Commercial society created new jobs, wealth and desires, that threatened contemporary values and physical health. Both luxury and poverty took their toll, spawning disease among the affluent and the poor. A number of key issues are examined, including the role of charity, medical debates and competition, vivisection, and diseases of the time – such as ‘pulmonary consumption’, ‘mill reek’ and ‘ague’. Special chapters are devoted to ‘female troubles’, ‘hysteria’ and ‘hypochondriasis’, showing the evolving relationships across gender and class lines between poor patients and their physicians.
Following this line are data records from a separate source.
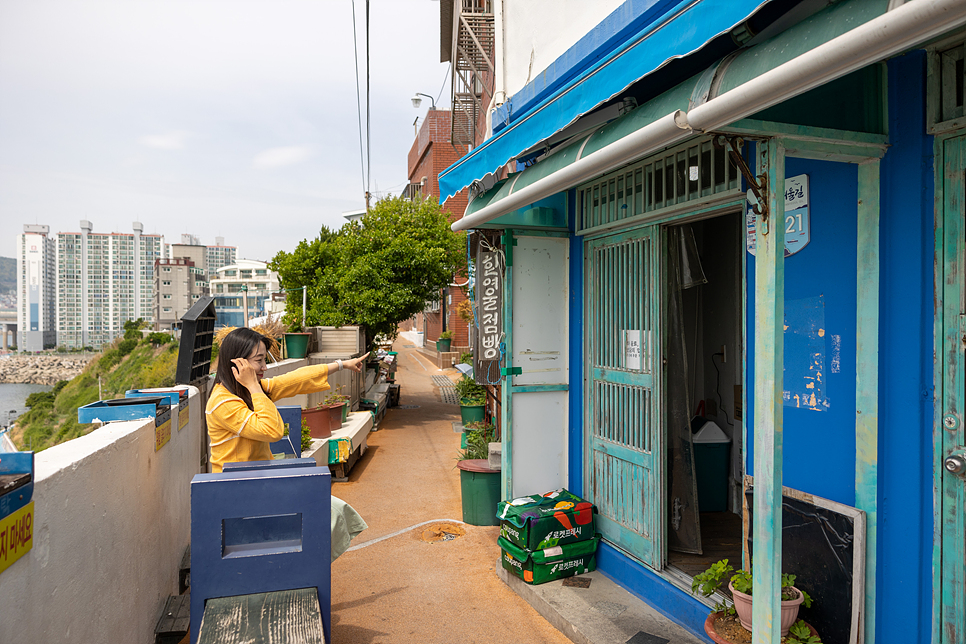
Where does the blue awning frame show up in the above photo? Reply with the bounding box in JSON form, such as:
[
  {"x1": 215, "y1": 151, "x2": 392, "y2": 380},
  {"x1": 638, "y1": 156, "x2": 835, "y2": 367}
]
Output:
[
  {"x1": 439, "y1": 0, "x2": 769, "y2": 201},
  {"x1": 451, "y1": 0, "x2": 966, "y2": 231}
]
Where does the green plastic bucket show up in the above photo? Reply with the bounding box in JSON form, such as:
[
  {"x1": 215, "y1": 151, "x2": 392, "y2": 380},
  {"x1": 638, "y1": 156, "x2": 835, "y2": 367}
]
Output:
[
  {"x1": 460, "y1": 405, "x2": 483, "y2": 427},
  {"x1": 456, "y1": 459, "x2": 500, "y2": 525},
  {"x1": 285, "y1": 333, "x2": 312, "y2": 359}
]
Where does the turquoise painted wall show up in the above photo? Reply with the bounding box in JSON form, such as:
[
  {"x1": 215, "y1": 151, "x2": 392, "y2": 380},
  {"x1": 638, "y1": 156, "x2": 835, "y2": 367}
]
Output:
[{"x1": 745, "y1": 157, "x2": 858, "y2": 505}]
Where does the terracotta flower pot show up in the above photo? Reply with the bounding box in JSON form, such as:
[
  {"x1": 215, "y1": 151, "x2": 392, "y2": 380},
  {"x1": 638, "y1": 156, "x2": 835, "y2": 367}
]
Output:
[{"x1": 728, "y1": 581, "x2": 805, "y2": 637}]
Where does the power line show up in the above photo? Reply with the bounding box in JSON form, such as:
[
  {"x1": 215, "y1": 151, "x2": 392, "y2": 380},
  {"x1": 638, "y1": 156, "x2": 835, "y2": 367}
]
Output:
[
  {"x1": 349, "y1": 0, "x2": 369, "y2": 204},
  {"x1": 366, "y1": 0, "x2": 372, "y2": 212}
]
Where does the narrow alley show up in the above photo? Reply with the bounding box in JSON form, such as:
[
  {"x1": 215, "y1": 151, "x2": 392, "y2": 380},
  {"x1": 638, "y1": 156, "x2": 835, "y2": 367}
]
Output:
[{"x1": 332, "y1": 339, "x2": 569, "y2": 644}]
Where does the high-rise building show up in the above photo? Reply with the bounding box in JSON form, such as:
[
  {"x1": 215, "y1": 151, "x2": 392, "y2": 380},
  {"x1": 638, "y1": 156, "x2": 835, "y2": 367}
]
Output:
[
  {"x1": 206, "y1": 237, "x2": 238, "y2": 280},
  {"x1": 154, "y1": 256, "x2": 208, "y2": 330},
  {"x1": 17, "y1": 224, "x2": 57, "y2": 351},
  {"x1": 57, "y1": 220, "x2": 162, "y2": 348},
  {"x1": 210, "y1": 259, "x2": 278, "y2": 328}
]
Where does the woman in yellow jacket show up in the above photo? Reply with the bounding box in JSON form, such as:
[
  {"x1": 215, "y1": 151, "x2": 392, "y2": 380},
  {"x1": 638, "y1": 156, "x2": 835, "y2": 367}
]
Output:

To place medical ideas and practices into proper context, the essays offer extensive background information and rediscover the lost voices of prominent physicians involved in promoting health and battling illness. Thanks to the richness of seldom-tapped archival sources – book manuscripts, consultation letters, hospital registration and management records, together with student essays, lecture notes and notebooks – the selected episodes expose a world of uncertainty, confusion and paradox.
New Medical Challenges tells a wide range of stories that will be of great interest to a broad readership concerned with past health issues.